ATLANTA -- Georgia Tech has given its fans plenty of reasons to get excited in the opening month of the season.
The Yellow Jackets are off to their best start since 2005 and ranked in the Top 25. They're leading the nation in all sorts of offensive categories, averaging nearly 60 points a game.
That's not enough to ensure a full house for the Atlantic Coast Conference opener against North Carolina.
Athletic director Dan Radakovich made a public plea for more fans to turn out Saturday, a sign of just how challenging it is for the Yellow Jackets to fill 55,000-seat Bobby Dodd Stadium in a faltering economy.
"When you have empty seats, everyone has a great idea about moving forward to get those seats filled," Radakovich said Tuesday, speaking after coach Paul Johnson held his regular weekly news conference. "We are not adverse to trying a lot of different ways to get people to experience Georgia Tech athletics, and football in particular."
He rattled off various seating plans. He gave out a toll-free number to reach the ticket office. He even repeated the forecast for the noon kickoff.
"It's supposed to be 76 degrees and sunny," Radakovich said. "We have a lot of great history and tradition at Georgia Tech. It's a fun atmosphere to come out and watch a college football game."
The atmosphere may be fun, but the Yellow Jackets (3-0) have long struggled to fill their stadium. In hindsight, the decision to add about 14,000 seats before the 2003 season -- mostly in a towering upper deck above the north end zone -- looks like a blunder, especially since the coach who pushed for the expansion, George O'Leary, left just as the new seats started going up.
The Yellow Jackets haven't sold out a game since they hosted Georgia in the 2009 finale. That unwanted streak is now at eight in a row after crowds of around 42,000 attended the first two contests this season against Western Carolina and Kansas, both played before huge swaths of empty seats.
There should be a better turnout for the Tar Heels (3-0, 1-0 ACC), but Radakovich said there were still nearly 10,000 available tickets as of Tuesday.
Georgia Tech isn't the only school having trouble filling seats -- Georgia's sellout streak at 92,000-seat Sanford Stadium ended last weekend -- but the attendance issue is particularly troublesome for the Atlanta school. The season ticket base is only 23,000, and there's just not enough fans willing to buy the rest unless the opponent happens to bring a large contingent of out-of-town fans.
The Yellow Jackets have long coped with being the second most-popular team in their own state and playing in a city with three major professional teams and numerous other entertainment options. The economic downturn has only made things worse for everyone. In addition, the campus just north of downtown Atlanta is not viewed as the classic setting for tailgating and socializing, which are such an important part of the college game in these parts.

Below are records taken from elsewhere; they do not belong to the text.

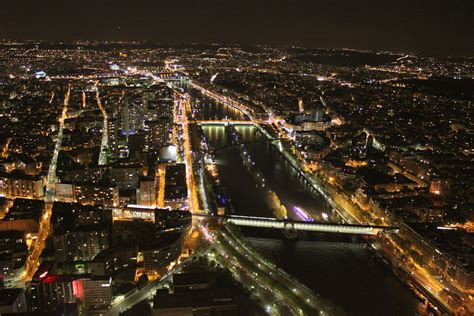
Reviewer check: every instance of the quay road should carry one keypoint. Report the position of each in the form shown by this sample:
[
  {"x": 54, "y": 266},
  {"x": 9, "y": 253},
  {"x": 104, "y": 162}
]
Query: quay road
[
  {"x": 122, "y": 303},
  {"x": 266, "y": 222},
  {"x": 279, "y": 292},
  {"x": 104, "y": 146},
  {"x": 32, "y": 261},
  {"x": 350, "y": 213}
]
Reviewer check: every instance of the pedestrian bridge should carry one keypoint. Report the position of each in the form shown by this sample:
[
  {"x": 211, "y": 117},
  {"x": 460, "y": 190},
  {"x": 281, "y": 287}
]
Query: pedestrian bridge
[{"x": 265, "y": 222}]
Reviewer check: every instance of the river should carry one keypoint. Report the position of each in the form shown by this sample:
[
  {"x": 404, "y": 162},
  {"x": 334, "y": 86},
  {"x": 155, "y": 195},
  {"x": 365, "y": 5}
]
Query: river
[{"x": 346, "y": 273}]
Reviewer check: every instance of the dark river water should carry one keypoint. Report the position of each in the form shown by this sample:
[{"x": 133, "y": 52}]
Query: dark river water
[{"x": 345, "y": 273}]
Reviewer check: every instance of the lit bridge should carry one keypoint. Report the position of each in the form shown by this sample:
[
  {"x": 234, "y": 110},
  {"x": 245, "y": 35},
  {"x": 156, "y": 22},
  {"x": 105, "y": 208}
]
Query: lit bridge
[
  {"x": 265, "y": 222},
  {"x": 224, "y": 122}
]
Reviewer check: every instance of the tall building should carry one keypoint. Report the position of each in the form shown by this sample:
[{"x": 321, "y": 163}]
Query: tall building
[
  {"x": 112, "y": 129},
  {"x": 147, "y": 192}
]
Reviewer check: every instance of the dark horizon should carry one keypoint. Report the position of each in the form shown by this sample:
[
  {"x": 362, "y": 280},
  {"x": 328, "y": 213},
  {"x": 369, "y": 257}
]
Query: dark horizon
[{"x": 432, "y": 28}]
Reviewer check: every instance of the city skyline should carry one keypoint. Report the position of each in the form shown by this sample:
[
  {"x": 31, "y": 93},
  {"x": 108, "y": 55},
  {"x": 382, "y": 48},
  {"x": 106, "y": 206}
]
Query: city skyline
[{"x": 422, "y": 27}]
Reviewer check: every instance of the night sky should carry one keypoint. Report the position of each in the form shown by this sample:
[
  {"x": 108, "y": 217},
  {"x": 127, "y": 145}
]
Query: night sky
[{"x": 430, "y": 27}]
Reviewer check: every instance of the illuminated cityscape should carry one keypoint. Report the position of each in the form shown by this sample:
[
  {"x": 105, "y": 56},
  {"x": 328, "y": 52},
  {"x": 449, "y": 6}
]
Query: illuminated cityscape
[{"x": 139, "y": 178}]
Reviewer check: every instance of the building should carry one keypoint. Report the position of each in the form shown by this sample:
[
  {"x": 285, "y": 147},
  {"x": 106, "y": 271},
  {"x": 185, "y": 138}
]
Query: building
[
  {"x": 96, "y": 195},
  {"x": 158, "y": 133},
  {"x": 12, "y": 301},
  {"x": 80, "y": 232},
  {"x": 13, "y": 252},
  {"x": 112, "y": 260},
  {"x": 176, "y": 191},
  {"x": 95, "y": 293},
  {"x": 194, "y": 294},
  {"x": 21, "y": 185},
  {"x": 48, "y": 291},
  {"x": 147, "y": 192}
]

Radakovich is doing his best to dispel that perception.
"If you walk around our campus, you'll see what a nice place it is. There's a lot of green on our campus, a lot of places to enjoy pregame festivities," he said. "With our location on the world's busiest road (Interstate 75-85, just east of the stadium), people don't always see that. They see Georgia Tech out a passenger-side window. But just take a drive through our campus, whether it's game day or not. You'll see what a really welcoming environment Georgia Tech is."
Johnson is hoping for a big crowd as the Yellow Jackets face their toughest test of the season.
"I know our players feed off that," he said.
North Carolina, which hasn't won in Atlanta since 1997, can't worry about Georgia Tech's attendance issues. The Tar Heels are expecting a hostile crowd -- no matter how many fans show up.
"It's a very challenging place to play," quarterback Bryn Renner said. "They have a great fan base and they're right on you and they're very loud. We've got to get used to the noise this week in practice and just stay focused and hopefully it'll be a good trip."